Die SVP-Fraktion des Zürcher Kantonsrates tritt bei der Ersatzwahl in den Bankrat der Zürcher Kantonalbank (ZKB) mit einem UBS-Banker an. Der ebenfalls als Anwärter gehandelte Kantonsrat Hans Frei hat nach der Vorprüfung durch die Eidgenössische Finanzmarktaufsicht (Finma) seine Kandidatur zurückgezogen. Die Finma habe Vorbehalte an seiner beruflichen Qualifikation geäussert, sagte der 60-jährige Landwirt aus Regensdorf. Er bestätigte einen Bericht des Newsportals Inside Paradeplatz. Die Vorprüfung ist seit einem Jahr obligatorisch.

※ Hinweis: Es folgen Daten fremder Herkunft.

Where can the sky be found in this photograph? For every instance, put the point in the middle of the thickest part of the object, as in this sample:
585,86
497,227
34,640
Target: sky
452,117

Frei bedauert den Entscheid. Enttäuscht ist er insbesondere, dass die mangelnde Bankerfahrung höher gewichtet wurde als die politische Erfahrung. Frei gehört seit 18 Jahren dem Kantonsrat an und sitzt auch in der Spezialkommission ZKB. Vorkommnisse bei den Grossbanken in den vergangenen Jahren hätten gezeigt, dass das auch Leute mit grosser Fachkompetenz Fehler machten, sagte der SVP-Parlamentarier. Um der Partei «Knatsch» zu ersparen, habe er jedoch nicht an seiner Kandidatur festhalten wollen.

Neues Wahlprozedere

Notwendig wird die Ersatzwahl in den Bankrat, weil der Vizepräsident des Zürcher Bauernverbandes, Alfred Binder, im September zurücktritt. Nominiert hat die SVP-Kantonsratsfraktion am Montag den UBS-Banker René Huber, wie sie mitteilte. Der 58-Jährige ist seit 2006 Stadtpräsident von Kloten sowie stellvertretender Direktor und Senior Privatkundenberater bei der UBS Kloten. Mit ihm werde eine «erfahrene und ausgewiesene Persönlichkeit» präsentiert, heisst es in der Mitteilung. Er erfülle gemäss der Finma auch die Voraussetzungen für eine Wahl.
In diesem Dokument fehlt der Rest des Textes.